Biddeford artist who goes by the name, Salazar, created a painting titled Along the Mighty Saco River.
“Resurgam is Latin for ‘I shall rise again,’” Salazar said. “I did this painting in 2017. There were about four or five of them based on the mills in Biddeford and Saco. Mills are trying to come back.” When asked if Salazar had hope in the return of the industry, he responded: “I have hope in the people that might make it happen.”
Westbrook artist, Jaime Wing, approached the theme with a plate lithograph print of a stark white body suspended in darkness titled Floating. When asked about their inspiration, Wing responded, “I was thinking about how we are all on the verge at this moment, politically and emotionally. That is something people are uncomfortable with.”
“On the Verge” replaces the Creative Portland’s second juried exhibition, “(Almost) Black & White” that was displayed from April 2018 to Oct. 2018. As Portland’s official nonprofit arts agency founded in 2010, Creative Portland’s mission is to support the creative economy through the arts by providing resources, fostering partnerships and by marketing the city’s artistic talents and cultural assets.
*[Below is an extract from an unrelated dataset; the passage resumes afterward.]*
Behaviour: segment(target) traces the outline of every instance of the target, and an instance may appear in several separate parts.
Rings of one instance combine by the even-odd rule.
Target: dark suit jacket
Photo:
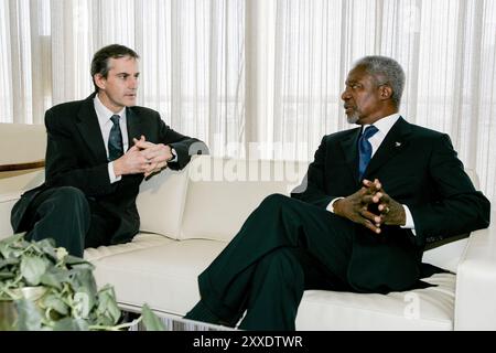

They also established the First Friday Art Walk in 2000 that has become a cultural and artistic hub for people to visit galleries, museums, and buy artwork from local venders in Portland’s Art District on the first Friday of every month.
The next First Friday Art Walk will be on Friday Nov. 2 where the public can access the Creative Portland Art Gallery from 6 p.m. to 7 p.m.
Creative Portland is located at 84 Free Street, directly across from the back entrance of Maine College of Art and is open Monday through Friday from 10 a.m. to 4 p.m.